If I have a 2.0 CLR assembly (pure managed code, no mixed mode issues) that I need to link to from a 4.0 CLR Application, does the 2.0 code run on the 2.0 CLR or 4.0.
The answer above is incorrect. You do get side by side with the full frameworks. A .Net 2 APPLICATION (note that means EXE, not library) will not auto promote to .Net 4.
But if a .Net 4 application loads a .Net 2 assembly it is loaded into the same runtime (otherwise how could they share information). The .Net 2 assembly is loaded into the .net 4 runtime using a compatibility mode that is supposed to minimize breakage in changes (mostly for security changes in .Net 4).
A .Net 2 assembly cannot reference a .Net 4 assembly because it would not have features.
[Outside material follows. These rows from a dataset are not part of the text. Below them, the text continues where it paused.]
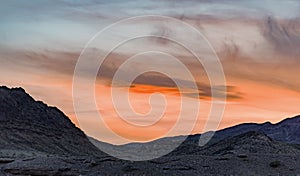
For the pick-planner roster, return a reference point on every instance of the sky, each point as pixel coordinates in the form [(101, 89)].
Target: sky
[(256, 43)]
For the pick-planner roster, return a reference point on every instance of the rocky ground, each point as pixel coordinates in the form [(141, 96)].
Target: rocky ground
[(37, 139)]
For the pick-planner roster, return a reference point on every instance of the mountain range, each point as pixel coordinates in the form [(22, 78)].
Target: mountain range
[(37, 139)]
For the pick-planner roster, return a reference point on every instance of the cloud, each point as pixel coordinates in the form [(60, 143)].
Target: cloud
[(283, 35)]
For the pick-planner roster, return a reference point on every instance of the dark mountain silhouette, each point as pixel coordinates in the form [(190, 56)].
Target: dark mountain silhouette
[(29, 125), (36, 139), (288, 130), (250, 142)]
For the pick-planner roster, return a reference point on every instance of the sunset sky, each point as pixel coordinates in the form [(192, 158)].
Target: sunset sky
[(256, 41)]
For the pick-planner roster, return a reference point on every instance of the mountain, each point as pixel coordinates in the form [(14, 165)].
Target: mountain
[(249, 142), (288, 130), (29, 126), (36, 139)]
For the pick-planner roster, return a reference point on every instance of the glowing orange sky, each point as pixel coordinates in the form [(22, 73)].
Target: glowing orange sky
[(257, 44)]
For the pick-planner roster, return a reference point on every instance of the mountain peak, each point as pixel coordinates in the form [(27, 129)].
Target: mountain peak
[(33, 126)]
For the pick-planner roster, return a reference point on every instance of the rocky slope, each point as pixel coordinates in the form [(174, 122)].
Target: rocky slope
[(29, 126), (39, 140)]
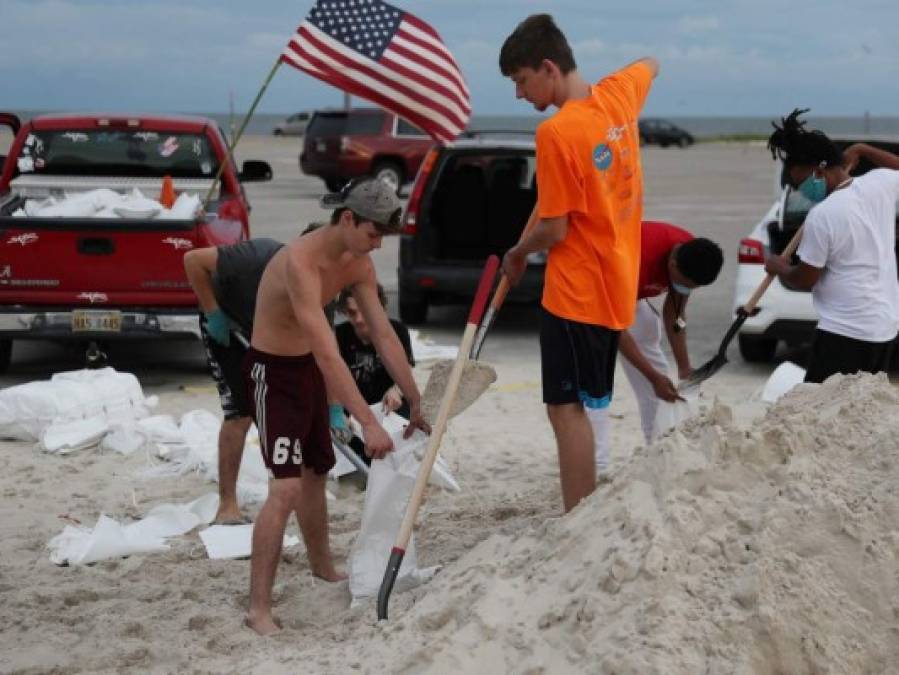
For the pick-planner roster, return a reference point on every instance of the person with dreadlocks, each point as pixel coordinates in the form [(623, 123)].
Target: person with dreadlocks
[(847, 253)]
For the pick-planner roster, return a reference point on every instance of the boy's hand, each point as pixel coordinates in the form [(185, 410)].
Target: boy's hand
[(416, 421), (665, 388), (392, 400), (514, 265), (218, 327), (377, 441)]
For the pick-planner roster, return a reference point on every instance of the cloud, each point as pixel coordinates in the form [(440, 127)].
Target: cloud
[(589, 47), (694, 25)]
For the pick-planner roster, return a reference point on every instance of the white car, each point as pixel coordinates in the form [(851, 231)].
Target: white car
[(781, 313)]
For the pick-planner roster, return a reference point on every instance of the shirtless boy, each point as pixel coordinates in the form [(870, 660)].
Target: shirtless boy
[(292, 354)]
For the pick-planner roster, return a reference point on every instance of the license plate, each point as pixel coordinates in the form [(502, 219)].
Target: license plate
[(103, 322)]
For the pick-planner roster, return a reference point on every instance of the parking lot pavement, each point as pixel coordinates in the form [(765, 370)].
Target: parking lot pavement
[(714, 190)]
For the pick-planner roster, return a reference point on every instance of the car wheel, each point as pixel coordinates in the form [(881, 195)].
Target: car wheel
[(334, 184), (757, 349), (389, 173), (413, 311), (5, 355)]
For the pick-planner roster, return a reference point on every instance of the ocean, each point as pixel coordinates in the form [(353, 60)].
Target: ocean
[(703, 127)]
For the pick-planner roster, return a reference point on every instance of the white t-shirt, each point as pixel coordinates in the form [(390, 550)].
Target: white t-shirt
[(852, 236)]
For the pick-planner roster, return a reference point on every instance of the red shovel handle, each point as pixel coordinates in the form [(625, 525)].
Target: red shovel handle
[(483, 292)]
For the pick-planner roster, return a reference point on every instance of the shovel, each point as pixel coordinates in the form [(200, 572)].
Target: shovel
[(402, 538), (477, 377), (717, 362)]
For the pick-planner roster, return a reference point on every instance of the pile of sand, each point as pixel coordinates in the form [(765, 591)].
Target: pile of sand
[(760, 547), (771, 549)]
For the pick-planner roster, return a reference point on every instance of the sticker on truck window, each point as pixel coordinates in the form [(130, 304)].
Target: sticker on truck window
[(168, 147)]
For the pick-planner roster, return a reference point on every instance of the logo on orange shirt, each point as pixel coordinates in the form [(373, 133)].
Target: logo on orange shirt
[(602, 157)]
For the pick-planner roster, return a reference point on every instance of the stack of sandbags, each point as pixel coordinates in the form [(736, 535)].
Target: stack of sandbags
[(71, 409)]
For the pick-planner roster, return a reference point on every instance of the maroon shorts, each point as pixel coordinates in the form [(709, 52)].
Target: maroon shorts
[(290, 407)]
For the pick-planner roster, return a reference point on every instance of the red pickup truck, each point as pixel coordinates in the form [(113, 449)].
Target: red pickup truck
[(105, 275)]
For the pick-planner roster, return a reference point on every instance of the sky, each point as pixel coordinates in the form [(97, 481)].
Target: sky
[(718, 58)]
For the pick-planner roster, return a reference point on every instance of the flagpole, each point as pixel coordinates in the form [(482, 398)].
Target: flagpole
[(237, 136)]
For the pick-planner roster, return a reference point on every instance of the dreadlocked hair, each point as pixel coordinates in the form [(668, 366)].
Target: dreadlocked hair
[(797, 146)]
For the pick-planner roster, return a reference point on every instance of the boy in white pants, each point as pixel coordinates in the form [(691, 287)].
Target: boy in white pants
[(672, 262)]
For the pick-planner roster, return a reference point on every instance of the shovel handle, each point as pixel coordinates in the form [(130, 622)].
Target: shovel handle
[(786, 254), (499, 295), (437, 430)]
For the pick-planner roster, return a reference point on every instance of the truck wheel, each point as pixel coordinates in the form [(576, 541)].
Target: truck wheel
[(413, 311), (755, 349), (334, 184), (5, 355), (390, 173)]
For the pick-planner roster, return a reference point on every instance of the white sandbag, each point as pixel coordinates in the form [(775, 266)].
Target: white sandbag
[(124, 438), (65, 437), (107, 539), (424, 349), (234, 541), (27, 409), (669, 415), (111, 539), (786, 376), (390, 482), (184, 208)]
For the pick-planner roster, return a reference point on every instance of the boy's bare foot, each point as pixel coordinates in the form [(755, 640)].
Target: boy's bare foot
[(263, 625), (229, 514), (328, 573)]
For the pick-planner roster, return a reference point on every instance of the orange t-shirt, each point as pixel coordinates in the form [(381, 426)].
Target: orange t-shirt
[(588, 167)]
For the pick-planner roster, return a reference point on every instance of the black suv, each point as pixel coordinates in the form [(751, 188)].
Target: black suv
[(469, 201), (664, 133)]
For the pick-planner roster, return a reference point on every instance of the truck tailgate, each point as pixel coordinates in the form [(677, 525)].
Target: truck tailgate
[(51, 258)]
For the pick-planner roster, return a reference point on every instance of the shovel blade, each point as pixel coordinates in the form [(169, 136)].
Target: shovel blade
[(702, 373), (476, 378)]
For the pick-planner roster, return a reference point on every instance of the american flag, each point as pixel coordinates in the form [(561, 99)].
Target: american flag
[(385, 55)]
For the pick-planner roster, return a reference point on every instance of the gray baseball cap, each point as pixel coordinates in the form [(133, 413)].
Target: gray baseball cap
[(370, 199)]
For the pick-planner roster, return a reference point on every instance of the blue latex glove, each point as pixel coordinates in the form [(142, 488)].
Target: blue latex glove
[(337, 422), (218, 327)]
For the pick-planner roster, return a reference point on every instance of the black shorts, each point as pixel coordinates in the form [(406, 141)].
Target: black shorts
[(577, 361), (226, 368), (290, 408), (832, 353)]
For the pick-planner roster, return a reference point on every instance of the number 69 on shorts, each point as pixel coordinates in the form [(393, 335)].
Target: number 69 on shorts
[(281, 452)]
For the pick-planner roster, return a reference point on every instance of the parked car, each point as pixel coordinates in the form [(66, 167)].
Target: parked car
[(295, 125), (783, 314), (340, 145), (469, 200), (90, 277), (664, 133)]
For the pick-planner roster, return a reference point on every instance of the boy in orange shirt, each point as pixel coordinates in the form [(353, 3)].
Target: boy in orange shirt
[(590, 204)]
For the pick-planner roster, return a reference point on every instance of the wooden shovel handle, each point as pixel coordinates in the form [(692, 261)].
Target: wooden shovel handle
[(787, 253)]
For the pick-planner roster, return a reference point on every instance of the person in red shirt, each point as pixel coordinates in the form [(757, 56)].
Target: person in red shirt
[(672, 262)]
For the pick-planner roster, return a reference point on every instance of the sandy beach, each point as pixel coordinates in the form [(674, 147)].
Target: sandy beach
[(752, 539)]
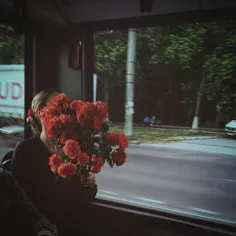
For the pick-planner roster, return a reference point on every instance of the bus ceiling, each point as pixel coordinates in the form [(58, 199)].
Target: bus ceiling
[(104, 14)]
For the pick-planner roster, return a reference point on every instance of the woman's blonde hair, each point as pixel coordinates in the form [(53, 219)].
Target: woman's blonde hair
[(39, 101)]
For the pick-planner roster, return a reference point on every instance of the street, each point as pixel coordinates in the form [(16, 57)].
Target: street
[(196, 178)]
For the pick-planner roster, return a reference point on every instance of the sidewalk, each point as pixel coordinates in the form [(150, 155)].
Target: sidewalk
[(176, 128), (183, 138)]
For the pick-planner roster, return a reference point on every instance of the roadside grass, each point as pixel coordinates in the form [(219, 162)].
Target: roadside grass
[(150, 135)]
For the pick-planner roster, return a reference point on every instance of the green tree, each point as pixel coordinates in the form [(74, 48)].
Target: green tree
[(11, 50), (209, 46)]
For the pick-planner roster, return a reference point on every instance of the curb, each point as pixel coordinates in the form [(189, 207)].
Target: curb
[(180, 139)]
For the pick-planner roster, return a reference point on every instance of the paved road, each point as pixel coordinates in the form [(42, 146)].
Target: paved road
[(195, 178)]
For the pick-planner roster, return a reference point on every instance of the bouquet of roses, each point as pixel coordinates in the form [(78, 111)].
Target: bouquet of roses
[(81, 133)]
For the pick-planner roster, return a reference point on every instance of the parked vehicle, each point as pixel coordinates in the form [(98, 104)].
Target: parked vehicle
[(230, 128)]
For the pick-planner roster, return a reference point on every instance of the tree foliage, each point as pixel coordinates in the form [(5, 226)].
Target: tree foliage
[(189, 46), (11, 50)]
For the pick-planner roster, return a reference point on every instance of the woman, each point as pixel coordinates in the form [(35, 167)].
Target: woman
[(60, 201), (18, 214)]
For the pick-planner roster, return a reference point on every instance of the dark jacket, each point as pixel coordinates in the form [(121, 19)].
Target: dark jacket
[(63, 202), (18, 215)]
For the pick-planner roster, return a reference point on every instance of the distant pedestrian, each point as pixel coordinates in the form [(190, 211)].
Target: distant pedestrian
[(146, 121), (152, 121)]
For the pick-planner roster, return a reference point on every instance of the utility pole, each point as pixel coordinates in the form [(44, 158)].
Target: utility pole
[(130, 77), (195, 124)]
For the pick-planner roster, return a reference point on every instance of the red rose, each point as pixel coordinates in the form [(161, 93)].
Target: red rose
[(60, 102), (83, 159), (123, 141), (68, 134), (29, 113), (119, 157), (54, 162), (71, 149), (46, 114), (97, 164), (66, 170), (76, 104), (111, 138)]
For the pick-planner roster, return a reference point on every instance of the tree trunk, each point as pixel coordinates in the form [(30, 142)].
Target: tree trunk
[(195, 123), (106, 92)]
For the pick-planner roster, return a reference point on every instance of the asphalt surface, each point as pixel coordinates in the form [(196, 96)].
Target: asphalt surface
[(196, 178)]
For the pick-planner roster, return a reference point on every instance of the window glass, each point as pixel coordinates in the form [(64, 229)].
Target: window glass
[(11, 92), (179, 109)]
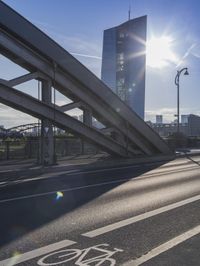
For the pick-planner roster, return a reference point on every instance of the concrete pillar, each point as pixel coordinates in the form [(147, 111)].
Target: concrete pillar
[(47, 139), (87, 117), (87, 120)]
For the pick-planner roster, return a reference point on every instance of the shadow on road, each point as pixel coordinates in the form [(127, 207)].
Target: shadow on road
[(192, 160), (19, 217)]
The ONLY exception to this that I know of is if you load a .Net assembly from a C++ app. The C++ application can load and host two runtimes. It could have a .Net 2 assembly and a .Net 4 assembly loaded, but they would not be able to talk to each other directly. This is how CLR Procs work in SQL Server. You can have a .Net 2 CLR Proc and a .Net 4 CLR Proc that do not communicate, but are both loaded on the server.
There was a great article on MSDN Magazine about hosting the .Net framework recently, but I can't find it now. Maybe someone else can post the link.
So you should be able to load just about any .Net 2 assembly into a .Net 4 executable without much problem. The only problems I have seen are with security permissions.